My comm badge beeped, excusing myself, I answered. Janeway asked me to go to the bridge when convenient, I replied I would be there soon and bade everyone goodbye before leaving. Conveniently B'Elanna was called to engineering and left a second after me. Knowing she would follow I headed for an empty lift and stepped inside. Looking up at the buttons I calmly waited for her to enter and the door to close. The door closed, seeming to take longer than usual. Turning to me with a wicked smile, B'Elanna asked the lift to freeze between floors…

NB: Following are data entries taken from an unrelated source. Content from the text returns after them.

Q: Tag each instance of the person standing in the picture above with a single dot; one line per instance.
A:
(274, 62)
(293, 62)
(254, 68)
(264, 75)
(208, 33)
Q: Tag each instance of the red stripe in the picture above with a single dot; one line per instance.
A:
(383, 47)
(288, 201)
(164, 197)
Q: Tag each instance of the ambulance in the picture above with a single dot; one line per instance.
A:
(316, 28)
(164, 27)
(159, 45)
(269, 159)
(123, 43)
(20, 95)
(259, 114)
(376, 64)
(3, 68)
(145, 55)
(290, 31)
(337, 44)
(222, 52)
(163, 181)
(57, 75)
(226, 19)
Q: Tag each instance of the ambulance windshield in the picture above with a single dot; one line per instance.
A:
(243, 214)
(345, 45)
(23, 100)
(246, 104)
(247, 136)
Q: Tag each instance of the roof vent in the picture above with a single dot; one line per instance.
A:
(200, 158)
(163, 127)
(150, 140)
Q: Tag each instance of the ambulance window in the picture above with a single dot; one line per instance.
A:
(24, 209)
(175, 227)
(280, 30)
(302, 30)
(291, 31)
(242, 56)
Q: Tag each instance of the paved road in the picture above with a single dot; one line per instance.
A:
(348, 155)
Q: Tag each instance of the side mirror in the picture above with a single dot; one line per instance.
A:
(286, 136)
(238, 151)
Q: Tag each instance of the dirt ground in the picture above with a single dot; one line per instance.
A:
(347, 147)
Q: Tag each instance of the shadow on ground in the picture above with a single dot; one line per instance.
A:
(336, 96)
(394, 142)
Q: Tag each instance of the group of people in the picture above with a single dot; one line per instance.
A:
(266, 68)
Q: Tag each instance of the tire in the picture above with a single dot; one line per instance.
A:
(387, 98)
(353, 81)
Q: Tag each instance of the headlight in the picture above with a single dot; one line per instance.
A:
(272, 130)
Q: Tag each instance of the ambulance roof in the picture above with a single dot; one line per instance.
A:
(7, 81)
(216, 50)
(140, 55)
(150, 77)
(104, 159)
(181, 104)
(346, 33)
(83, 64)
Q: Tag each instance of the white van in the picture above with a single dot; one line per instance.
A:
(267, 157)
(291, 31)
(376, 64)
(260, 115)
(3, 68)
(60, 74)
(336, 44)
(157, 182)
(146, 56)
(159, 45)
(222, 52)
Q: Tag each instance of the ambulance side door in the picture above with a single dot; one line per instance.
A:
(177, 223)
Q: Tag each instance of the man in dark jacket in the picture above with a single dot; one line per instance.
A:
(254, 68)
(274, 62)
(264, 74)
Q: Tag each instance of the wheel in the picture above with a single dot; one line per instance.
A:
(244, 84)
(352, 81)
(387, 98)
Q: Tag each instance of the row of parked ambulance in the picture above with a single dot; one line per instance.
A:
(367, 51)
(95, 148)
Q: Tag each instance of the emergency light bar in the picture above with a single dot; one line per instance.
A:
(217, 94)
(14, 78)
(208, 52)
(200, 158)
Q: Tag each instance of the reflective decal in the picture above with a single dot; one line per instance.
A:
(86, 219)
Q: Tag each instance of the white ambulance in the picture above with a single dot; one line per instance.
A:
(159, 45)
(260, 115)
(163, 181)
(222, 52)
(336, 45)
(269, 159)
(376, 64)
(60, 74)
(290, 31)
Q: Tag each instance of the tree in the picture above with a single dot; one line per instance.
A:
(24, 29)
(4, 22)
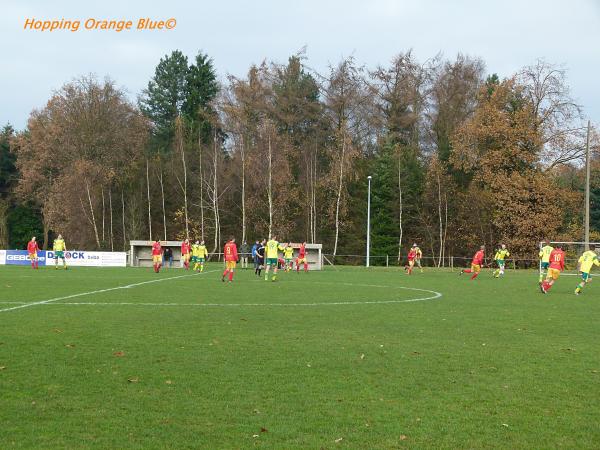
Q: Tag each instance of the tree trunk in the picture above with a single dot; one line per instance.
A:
(314, 196)
(185, 208)
(201, 187)
(87, 186)
(440, 217)
(149, 208)
(339, 195)
(46, 226)
(445, 229)
(243, 191)
(400, 230)
(269, 187)
(215, 196)
(123, 217)
(162, 193)
(103, 216)
(112, 243)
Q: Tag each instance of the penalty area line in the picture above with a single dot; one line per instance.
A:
(435, 296)
(100, 291)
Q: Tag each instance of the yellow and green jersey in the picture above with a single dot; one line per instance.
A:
(288, 253)
(59, 245)
(587, 260)
(272, 248)
(199, 251)
(545, 253)
(501, 255)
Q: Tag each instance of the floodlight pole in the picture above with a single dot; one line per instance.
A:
(587, 190)
(369, 221)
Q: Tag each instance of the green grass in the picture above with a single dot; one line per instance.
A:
(491, 364)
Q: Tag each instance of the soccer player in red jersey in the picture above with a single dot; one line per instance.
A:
(156, 255)
(301, 259)
(185, 253)
(32, 249)
(412, 255)
(557, 265)
(476, 263)
(231, 258)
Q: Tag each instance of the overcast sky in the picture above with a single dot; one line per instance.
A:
(507, 35)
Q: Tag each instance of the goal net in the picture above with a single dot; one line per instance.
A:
(573, 250)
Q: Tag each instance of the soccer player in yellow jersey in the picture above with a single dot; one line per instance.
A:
(59, 248)
(199, 255)
(272, 254)
(419, 255)
(288, 256)
(499, 257)
(545, 258)
(586, 261)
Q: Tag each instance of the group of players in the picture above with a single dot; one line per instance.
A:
(264, 253)
(58, 247)
(552, 263)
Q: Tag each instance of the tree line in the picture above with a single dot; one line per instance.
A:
(458, 157)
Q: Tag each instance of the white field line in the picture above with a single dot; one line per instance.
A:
(239, 305)
(100, 291)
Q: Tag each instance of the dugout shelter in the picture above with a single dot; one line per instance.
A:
(140, 254)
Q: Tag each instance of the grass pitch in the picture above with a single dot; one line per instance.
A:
(191, 362)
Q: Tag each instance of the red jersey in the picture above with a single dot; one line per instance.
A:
(185, 248)
(557, 259)
(478, 258)
(230, 251)
(32, 247)
(156, 249)
(302, 252)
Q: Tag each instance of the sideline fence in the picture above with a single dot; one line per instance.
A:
(449, 262)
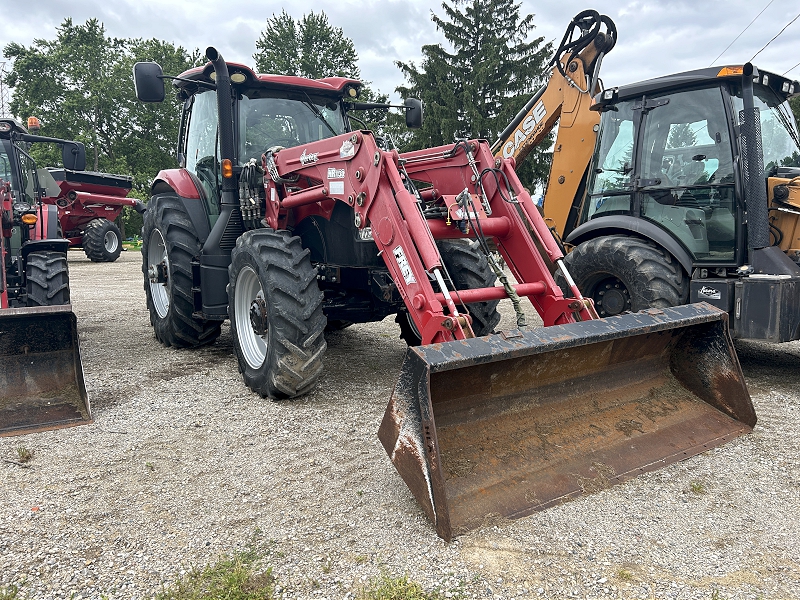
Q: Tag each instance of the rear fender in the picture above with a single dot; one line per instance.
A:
(621, 224)
(51, 245)
(180, 183)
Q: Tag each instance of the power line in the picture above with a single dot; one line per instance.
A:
(743, 30)
(793, 68)
(776, 37)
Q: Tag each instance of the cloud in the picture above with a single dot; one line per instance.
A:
(655, 38)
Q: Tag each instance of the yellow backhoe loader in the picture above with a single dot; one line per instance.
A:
(679, 189)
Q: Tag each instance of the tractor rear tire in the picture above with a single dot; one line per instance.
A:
(275, 310)
(623, 273)
(47, 279)
(102, 241)
(169, 242)
(469, 269)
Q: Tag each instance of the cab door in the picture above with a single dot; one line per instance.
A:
(684, 180)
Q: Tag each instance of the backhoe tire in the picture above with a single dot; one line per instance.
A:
(623, 273)
(469, 268)
(47, 279)
(275, 309)
(102, 241)
(169, 242)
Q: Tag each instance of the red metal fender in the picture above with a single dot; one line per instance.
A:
(177, 179)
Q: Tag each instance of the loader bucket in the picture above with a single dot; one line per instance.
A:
(41, 377)
(500, 426)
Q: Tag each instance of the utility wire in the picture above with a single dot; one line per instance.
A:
(743, 30)
(793, 68)
(776, 37)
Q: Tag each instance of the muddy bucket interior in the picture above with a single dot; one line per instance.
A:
(500, 426)
(41, 377)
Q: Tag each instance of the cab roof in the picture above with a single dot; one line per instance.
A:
(785, 88)
(334, 87)
(7, 125)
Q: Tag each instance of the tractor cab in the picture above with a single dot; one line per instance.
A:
(270, 112)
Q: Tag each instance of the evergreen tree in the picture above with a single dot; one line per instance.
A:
(475, 88)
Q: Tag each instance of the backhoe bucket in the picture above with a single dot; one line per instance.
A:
(41, 377)
(503, 425)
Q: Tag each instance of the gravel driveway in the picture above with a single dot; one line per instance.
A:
(184, 463)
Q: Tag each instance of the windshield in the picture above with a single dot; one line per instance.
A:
(268, 122)
(779, 135)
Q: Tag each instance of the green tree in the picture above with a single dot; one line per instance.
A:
(681, 135)
(310, 47)
(474, 87)
(79, 85)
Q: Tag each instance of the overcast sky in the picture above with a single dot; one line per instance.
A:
(655, 37)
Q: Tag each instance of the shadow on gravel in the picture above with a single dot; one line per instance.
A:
(777, 363)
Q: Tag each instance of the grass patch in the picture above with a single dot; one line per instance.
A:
(24, 455)
(134, 243)
(9, 593)
(397, 588)
(697, 487)
(234, 577)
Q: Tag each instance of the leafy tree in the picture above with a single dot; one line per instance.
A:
(312, 47)
(474, 88)
(79, 85)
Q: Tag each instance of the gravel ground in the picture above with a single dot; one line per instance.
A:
(184, 463)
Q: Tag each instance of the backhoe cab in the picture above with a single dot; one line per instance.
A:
(695, 175)
(678, 189)
(290, 223)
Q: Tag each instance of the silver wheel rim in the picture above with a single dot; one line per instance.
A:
(157, 254)
(110, 241)
(252, 345)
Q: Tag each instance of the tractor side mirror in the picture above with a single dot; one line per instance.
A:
(148, 80)
(73, 155)
(413, 113)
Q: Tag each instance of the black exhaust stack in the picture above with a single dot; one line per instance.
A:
(216, 255)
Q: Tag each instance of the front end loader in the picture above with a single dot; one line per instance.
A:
(41, 376)
(296, 223)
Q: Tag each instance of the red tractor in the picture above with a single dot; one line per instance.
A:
(88, 205)
(41, 378)
(289, 221)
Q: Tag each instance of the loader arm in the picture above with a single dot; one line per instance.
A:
(564, 100)
(352, 169)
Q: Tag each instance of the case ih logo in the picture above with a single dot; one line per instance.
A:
(710, 293)
(307, 159)
(525, 129)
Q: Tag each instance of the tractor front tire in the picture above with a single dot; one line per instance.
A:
(47, 279)
(169, 242)
(623, 273)
(470, 269)
(102, 241)
(275, 309)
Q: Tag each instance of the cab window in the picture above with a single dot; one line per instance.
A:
(202, 147)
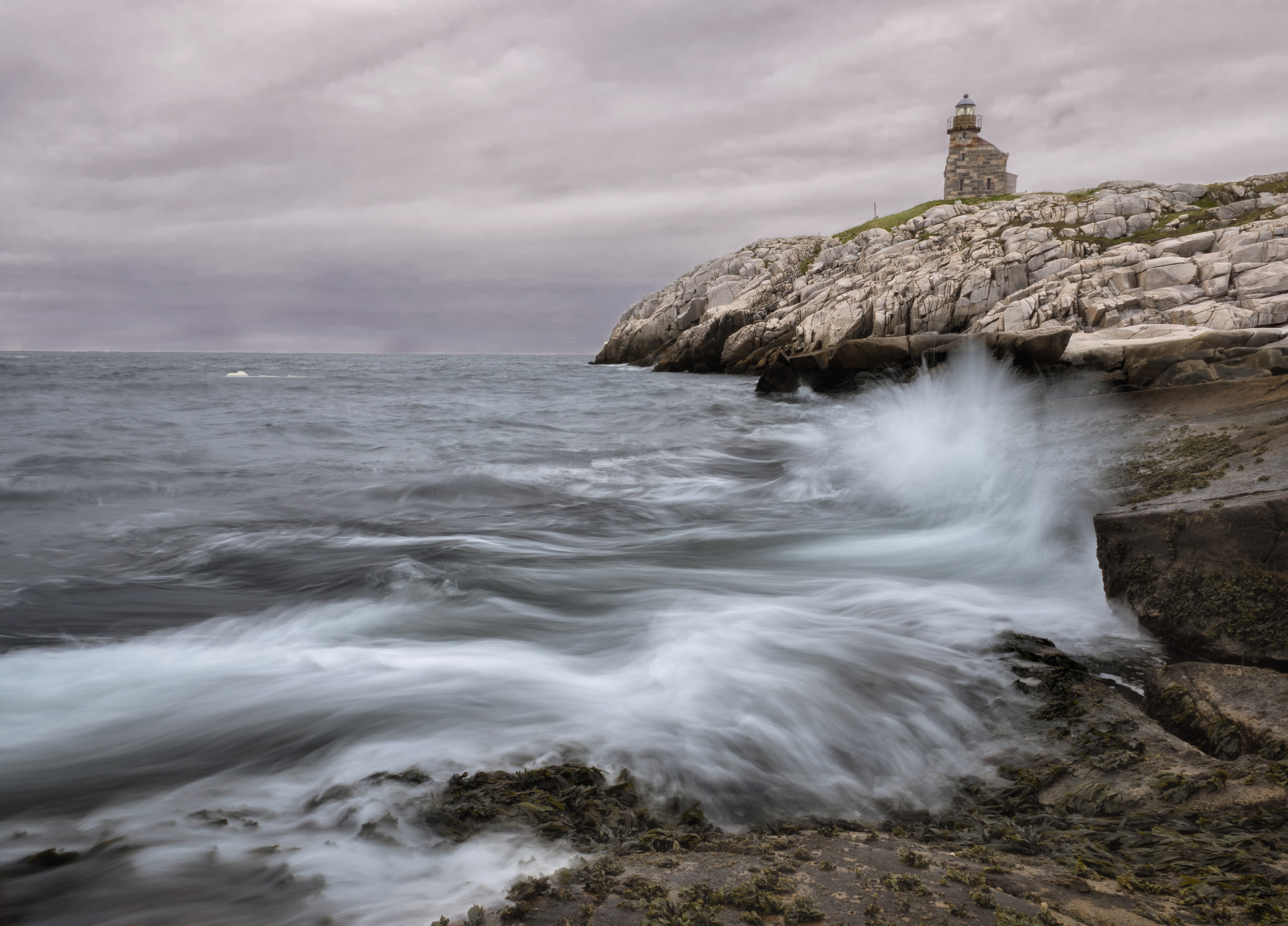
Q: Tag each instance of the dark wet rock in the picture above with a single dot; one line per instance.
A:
(1035, 349)
(1210, 580)
(1228, 711)
(568, 801)
(779, 377)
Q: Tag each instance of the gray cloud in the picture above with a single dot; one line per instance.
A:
(505, 176)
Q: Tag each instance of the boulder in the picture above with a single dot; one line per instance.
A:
(1036, 348)
(1227, 711)
(779, 377)
(1170, 297)
(1168, 271)
(1264, 281)
(1211, 581)
(1234, 210)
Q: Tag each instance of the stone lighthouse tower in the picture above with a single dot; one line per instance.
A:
(975, 168)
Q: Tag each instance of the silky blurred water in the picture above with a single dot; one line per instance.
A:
(228, 594)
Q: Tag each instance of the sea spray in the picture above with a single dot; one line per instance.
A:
(769, 607)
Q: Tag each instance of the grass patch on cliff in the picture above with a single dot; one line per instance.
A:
(892, 222)
(1183, 464)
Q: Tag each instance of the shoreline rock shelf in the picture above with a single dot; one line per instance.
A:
(1116, 258)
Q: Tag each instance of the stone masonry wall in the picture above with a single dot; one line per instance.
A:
(975, 168)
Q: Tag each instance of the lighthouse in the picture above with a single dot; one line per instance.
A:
(975, 166)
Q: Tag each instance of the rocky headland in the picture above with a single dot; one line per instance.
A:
(1155, 311)
(1111, 281)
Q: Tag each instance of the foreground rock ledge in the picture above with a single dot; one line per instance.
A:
(1099, 817)
(1199, 548)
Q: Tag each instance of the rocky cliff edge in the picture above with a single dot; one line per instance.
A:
(1120, 256)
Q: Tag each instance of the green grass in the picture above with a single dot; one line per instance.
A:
(892, 222)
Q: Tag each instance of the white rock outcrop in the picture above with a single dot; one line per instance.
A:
(996, 267)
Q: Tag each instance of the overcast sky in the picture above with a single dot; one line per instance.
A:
(511, 176)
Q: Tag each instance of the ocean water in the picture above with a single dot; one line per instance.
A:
(225, 595)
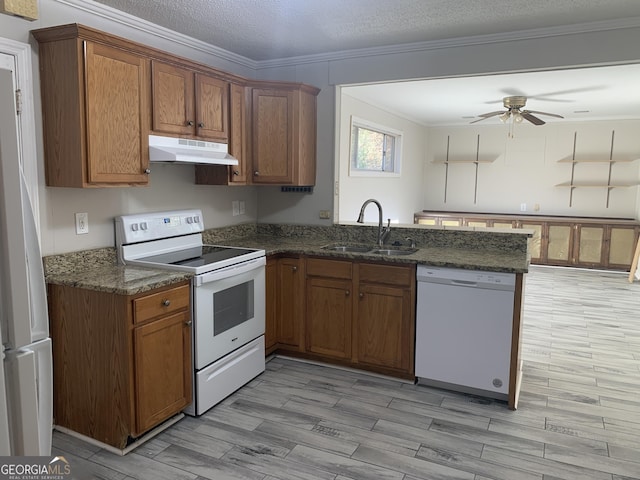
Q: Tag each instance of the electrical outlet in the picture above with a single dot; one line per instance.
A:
(82, 223)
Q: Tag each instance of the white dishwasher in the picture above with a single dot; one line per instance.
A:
(463, 330)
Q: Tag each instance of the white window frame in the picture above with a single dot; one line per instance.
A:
(397, 134)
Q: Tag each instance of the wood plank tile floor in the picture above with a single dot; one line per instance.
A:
(578, 417)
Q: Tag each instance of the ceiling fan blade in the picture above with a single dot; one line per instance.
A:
(492, 114)
(545, 113)
(533, 119)
(484, 116)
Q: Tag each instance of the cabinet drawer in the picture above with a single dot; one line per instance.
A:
(161, 303)
(318, 267)
(387, 274)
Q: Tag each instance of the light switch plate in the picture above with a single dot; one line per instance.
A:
(82, 223)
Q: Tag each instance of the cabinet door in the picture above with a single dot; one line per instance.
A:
(117, 111)
(238, 134)
(173, 99)
(328, 317)
(212, 108)
(272, 142)
(589, 245)
(621, 242)
(290, 310)
(384, 327)
(163, 369)
(559, 244)
(271, 281)
(238, 147)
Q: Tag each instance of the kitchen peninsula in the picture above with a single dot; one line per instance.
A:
(377, 322)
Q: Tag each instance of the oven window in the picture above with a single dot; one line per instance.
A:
(232, 307)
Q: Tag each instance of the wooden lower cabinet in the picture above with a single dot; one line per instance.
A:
(328, 317)
(290, 303)
(362, 314)
(355, 314)
(121, 364)
(562, 241)
(271, 292)
(385, 319)
(285, 298)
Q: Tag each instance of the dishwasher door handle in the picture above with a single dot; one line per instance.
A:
(464, 283)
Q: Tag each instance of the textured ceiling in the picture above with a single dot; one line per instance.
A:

Twenty minutes later I arrived at the bridge, not a hair on my head out of place. Calmly I got on with whatever the captain ordered and left. Soon I am in the astrometric lab efficiently doing any work I can. During this time I try not to think about B'Elanna and what she does to me. Using what is left of my Borg control I am sure not to think about how soft her skin is, or the way her eyes shone in the light of the elevator. I am defiantly not thinking about strolling down to engineering and asking if they need some help. Or running a surplus test were I know there's a flaw and requesting B'Elanna come up here and fix it. I will not! B'Elanna and her workforce are busy enough as it is, I will not add to her work load. Feeling my control lessening, I head to the bridge, whoevers on duty is sure to want assistance of some kind. Thankfully the day is almost over and I am requested in engineering. Happily I head down, after twenty minutes B'Elanna and I walk to a secluded Jeffries tube and make love. Together we walk to the mess hall and put on a show of how much we can't stand each other. At least that's what the crew thinks they see.